The cost of this tendency is borne by the systems that result. AI systems built for problems that should have been automated tend to be harder to debug (because the behavior is probabilistic), harder to maintain (because prompt changes can shift behavior in ways that are difficult to predict), more expensive to operate (because LLM API costs at scale are significant), and less reliable (because the error rate of probabilistic systems is higher than the error rate of deterministic ones).

The correction is not to be hostile to AI. It is to be precise about when AI is the right tool, and to have the organizational vocabulary to defend automation as a legitimate, valuable choice when it is the right one.

Named Framework: The RUDE Decision Protocol

To make this operational, here is the full protocol in five steps:

Step 1 — Problem definition. Write one sentence describing exactly what the system needs to do: what input it receives, what decision or transformation it performs, and what output it produces.

Step 2 — RUDE filter. Apply all four questions. Score each: Yes / No / Partial.

Step 3 — Automation candidate assessment. If three or four RUDE questions score Yes, document this as an automation candidate. List the specific automation approach (webhook, scheduled script, workflow engine, template engine, ETL pipeline) that would address it.

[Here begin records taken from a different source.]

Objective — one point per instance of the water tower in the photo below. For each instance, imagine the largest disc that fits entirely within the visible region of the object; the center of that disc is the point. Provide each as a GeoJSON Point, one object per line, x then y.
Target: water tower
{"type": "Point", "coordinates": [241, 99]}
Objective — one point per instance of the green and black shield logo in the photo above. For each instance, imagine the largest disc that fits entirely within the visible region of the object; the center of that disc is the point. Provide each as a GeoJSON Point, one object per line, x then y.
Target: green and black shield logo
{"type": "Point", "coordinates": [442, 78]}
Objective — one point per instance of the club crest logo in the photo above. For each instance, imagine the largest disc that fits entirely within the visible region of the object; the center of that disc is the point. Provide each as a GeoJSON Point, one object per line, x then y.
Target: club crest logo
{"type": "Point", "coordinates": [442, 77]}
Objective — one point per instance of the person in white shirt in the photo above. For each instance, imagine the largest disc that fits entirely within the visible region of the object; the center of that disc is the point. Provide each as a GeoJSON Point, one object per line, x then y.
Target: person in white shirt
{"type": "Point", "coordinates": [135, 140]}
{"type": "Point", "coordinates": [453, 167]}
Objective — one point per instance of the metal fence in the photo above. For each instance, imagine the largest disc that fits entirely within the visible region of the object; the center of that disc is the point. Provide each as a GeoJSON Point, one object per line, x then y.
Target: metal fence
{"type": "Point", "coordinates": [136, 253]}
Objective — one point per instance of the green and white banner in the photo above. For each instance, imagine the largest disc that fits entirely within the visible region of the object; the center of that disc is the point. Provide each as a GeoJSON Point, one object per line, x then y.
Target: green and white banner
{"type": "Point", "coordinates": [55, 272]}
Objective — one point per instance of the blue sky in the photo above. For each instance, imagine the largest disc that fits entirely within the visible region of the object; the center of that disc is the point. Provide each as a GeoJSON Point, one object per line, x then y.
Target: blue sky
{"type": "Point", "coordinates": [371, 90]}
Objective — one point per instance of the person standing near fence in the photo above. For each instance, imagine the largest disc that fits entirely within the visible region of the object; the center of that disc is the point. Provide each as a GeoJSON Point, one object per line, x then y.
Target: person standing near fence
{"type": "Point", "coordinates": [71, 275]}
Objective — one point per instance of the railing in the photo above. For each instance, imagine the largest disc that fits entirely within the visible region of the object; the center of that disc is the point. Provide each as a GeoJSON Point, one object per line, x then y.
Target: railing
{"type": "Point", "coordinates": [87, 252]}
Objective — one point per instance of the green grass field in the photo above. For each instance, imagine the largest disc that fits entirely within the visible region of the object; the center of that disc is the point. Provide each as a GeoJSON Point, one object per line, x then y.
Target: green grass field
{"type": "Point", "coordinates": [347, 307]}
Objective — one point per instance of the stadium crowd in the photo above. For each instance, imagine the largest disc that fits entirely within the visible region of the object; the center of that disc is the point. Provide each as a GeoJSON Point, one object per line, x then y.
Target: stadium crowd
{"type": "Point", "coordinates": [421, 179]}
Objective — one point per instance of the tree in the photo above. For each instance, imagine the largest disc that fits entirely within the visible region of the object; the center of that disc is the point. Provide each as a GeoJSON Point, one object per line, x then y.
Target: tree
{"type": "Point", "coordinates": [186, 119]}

Step 4 — AI justification requirement. If the team still wants to use AI despite the automation candidate assessment, require a written justification that addresses: what specific AI capability is needed that automation cannot provide, what the acceptable error rate is, what the human oversight mechanism is, and what the monitoring plan is.

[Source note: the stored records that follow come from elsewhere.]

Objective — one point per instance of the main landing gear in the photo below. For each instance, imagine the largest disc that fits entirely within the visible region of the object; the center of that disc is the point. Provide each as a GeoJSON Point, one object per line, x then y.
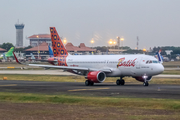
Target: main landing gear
{"type": "Point", "coordinates": [145, 80]}
{"type": "Point", "coordinates": [146, 83]}
{"type": "Point", "coordinates": [89, 83]}
{"type": "Point", "coordinates": [120, 81]}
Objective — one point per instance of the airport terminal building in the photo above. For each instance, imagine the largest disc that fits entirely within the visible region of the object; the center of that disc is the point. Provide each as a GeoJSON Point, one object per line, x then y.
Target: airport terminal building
{"type": "Point", "coordinates": [44, 51]}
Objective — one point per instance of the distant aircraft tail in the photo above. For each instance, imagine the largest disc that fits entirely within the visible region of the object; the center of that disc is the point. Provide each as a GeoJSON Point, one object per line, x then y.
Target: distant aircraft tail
{"type": "Point", "coordinates": [32, 56]}
{"type": "Point", "coordinates": [58, 47]}
{"type": "Point", "coordinates": [4, 56]}
{"type": "Point", "coordinates": [10, 52]}
{"type": "Point", "coordinates": [159, 57]}
{"type": "Point", "coordinates": [50, 52]}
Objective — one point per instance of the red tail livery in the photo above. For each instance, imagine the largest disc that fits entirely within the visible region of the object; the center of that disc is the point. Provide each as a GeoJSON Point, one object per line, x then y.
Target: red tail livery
{"type": "Point", "coordinates": [60, 52]}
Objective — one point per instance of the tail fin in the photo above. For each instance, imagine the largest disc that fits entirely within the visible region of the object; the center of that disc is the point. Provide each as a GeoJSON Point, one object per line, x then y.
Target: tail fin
{"type": "Point", "coordinates": [32, 56]}
{"type": "Point", "coordinates": [10, 52]}
{"type": "Point", "coordinates": [4, 56]}
{"type": "Point", "coordinates": [58, 47]}
{"type": "Point", "coordinates": [50, 52]}
{"type": "Point", "coordinates": [159, 57]}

Step 5 — Cost comparison. Before any AI deployment, produce a cost estimate for both the AI approach and the automation approach. The automation approach cost is often dramatically lower. The comparison should be visible to the decision-maker, not just the engineering team.

This protocol does not prevent AI adoption. It ensures that when AI is adopted, the decision was made deliberately, with awareness of the alternatives, and with a documented rationale that can be evaluated after the system has been operating for a few months.

Building the Automation Foundation First

There is a sequencing argument embedded in all of this that is worth making explicit. Organizations that have strong automation foundations — well-integrated systems, reliable data pipelines, structured workflows with clear triggers and actions — are better positioned to use AI effectively than organizations that have not built that foundation.

This is because AI is most useful as a layer on top of structured systems, not as a replacement for them. An AI system that classifies customer emails is more effective when those emails are already being captured reliably, routed to a queue, and processed in a consistent format. An AI system that generates reports is more effective when the underlying data it is summarizing is clean, structured, and current.

Organizations that skip the automation foundation and go straight to AI often end up with AI systems that spend significant computation on problems that could have been solved with data governance: inconsistent formats, missing fields, unclear routing logic, unreliable triggers. The AI becomes a patch for a structural problem rather than a genuine capability layer.

Build the automation foundation first. It makes everything that comes after it — including AI — more reliable, more maintainable, and more valuable.